Quant aux miracles, leur raison n’en fut pas surprise ; dès l’enfance, ils les connaissaient. La hauteur de saint Jean ravit Pécuchet et le disposa à mieux comprendre l’Imitation.

Ici plus de paraboles, de fleurs, d’oiseaux ; mais des plaintes, un resserrement de l’âme sur elle-même. Bouvard s’attrista en feuilletant ces pages, qui semblent écrites par un temps de brume, au fond d’un cloître, entre un clocher et un tombeau. Notre vie mortelle y apparaît si lamentable qu’il faut, l’oubliant, se retourner vers Dieu ; et les deux bonshommes, après toutes leurs déceptions, éprouvaient le besoin d’être simples, d’aimer quelque chose, de se reposer l’esprit.

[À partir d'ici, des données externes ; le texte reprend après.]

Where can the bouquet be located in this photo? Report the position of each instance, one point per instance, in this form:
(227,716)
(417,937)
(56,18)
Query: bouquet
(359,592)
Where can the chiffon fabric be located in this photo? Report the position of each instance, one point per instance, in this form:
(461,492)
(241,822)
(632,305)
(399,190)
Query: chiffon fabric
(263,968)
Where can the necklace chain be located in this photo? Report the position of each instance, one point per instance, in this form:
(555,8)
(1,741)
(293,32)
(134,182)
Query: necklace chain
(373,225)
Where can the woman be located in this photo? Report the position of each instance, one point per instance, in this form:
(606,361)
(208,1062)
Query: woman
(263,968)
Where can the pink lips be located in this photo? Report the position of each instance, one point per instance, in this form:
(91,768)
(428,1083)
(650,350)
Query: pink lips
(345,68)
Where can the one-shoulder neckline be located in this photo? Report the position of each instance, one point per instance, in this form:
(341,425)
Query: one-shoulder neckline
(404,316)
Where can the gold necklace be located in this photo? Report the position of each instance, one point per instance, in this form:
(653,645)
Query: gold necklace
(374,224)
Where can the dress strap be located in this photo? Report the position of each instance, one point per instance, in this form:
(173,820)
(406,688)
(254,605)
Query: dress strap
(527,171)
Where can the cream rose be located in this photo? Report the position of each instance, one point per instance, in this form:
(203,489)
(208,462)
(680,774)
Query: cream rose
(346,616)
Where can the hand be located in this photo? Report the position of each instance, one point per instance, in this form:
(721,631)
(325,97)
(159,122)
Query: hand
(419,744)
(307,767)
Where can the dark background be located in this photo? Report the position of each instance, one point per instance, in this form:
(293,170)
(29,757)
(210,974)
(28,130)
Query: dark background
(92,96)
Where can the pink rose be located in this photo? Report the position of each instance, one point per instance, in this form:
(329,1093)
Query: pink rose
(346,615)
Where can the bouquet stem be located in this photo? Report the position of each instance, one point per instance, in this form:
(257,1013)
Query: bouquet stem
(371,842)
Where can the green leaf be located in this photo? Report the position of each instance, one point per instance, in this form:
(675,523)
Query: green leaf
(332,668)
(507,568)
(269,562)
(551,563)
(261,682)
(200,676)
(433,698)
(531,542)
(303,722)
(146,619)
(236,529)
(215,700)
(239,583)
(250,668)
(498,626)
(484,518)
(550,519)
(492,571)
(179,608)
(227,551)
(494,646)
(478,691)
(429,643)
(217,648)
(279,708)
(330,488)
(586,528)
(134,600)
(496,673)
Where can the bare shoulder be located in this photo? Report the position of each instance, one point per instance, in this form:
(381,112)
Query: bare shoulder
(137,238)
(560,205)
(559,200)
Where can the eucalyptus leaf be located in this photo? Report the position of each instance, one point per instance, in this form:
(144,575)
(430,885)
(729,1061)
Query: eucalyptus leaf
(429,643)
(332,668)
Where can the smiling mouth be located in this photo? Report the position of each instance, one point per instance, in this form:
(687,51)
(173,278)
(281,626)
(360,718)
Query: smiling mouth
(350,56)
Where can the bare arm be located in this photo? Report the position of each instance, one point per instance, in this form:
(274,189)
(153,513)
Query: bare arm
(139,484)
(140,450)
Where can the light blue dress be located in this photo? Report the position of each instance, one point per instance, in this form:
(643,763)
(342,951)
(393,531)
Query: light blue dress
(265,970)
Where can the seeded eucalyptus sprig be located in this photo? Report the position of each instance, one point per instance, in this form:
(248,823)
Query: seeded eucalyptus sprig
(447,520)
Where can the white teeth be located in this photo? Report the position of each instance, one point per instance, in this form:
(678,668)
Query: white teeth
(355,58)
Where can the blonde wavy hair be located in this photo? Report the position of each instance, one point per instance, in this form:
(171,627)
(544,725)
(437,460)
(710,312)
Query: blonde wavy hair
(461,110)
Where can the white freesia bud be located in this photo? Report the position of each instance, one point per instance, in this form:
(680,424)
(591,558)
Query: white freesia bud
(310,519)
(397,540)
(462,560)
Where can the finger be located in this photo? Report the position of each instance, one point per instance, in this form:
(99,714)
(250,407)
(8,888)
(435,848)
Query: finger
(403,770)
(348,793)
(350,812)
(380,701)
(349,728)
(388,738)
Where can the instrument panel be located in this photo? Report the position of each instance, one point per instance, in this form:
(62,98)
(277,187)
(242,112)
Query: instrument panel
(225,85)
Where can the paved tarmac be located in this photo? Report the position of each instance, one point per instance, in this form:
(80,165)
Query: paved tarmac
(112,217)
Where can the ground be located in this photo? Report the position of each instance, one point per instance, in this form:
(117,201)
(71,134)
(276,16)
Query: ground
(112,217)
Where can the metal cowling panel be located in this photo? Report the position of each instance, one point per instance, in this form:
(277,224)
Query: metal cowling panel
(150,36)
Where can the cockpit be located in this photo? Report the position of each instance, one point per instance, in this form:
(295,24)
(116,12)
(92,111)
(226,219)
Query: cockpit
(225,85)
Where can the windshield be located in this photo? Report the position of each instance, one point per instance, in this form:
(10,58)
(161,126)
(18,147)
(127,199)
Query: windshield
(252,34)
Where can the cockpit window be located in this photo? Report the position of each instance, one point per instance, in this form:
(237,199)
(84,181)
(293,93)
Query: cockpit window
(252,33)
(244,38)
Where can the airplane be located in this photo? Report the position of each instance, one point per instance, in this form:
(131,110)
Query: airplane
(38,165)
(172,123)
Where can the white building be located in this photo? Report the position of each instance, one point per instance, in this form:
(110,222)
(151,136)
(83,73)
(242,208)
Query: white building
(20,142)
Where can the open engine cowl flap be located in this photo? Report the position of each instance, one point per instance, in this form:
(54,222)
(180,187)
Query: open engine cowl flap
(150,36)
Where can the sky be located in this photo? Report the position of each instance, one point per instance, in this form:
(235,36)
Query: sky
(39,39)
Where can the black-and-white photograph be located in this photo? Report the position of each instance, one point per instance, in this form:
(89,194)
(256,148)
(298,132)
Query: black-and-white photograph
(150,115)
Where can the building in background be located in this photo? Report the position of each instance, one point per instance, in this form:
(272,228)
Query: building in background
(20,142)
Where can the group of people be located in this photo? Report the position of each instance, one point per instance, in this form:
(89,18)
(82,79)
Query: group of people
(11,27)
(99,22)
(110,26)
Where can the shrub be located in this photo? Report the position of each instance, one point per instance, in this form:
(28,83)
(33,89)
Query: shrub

Ils abordèrent l’Ecclésiaste, Isaïe, Jérémie.

Mais la Bible les effrayait avec ses prophètes à voix de lion, le fracas du tonnerre dans les nues, tous les sanglots de la Géhenne, et son Dieu dispersant les empires, comme le vent fait des nuages.

Ils lisaient cela le dimanche, à l’heure des vêpres, pendant que la cloche tintait.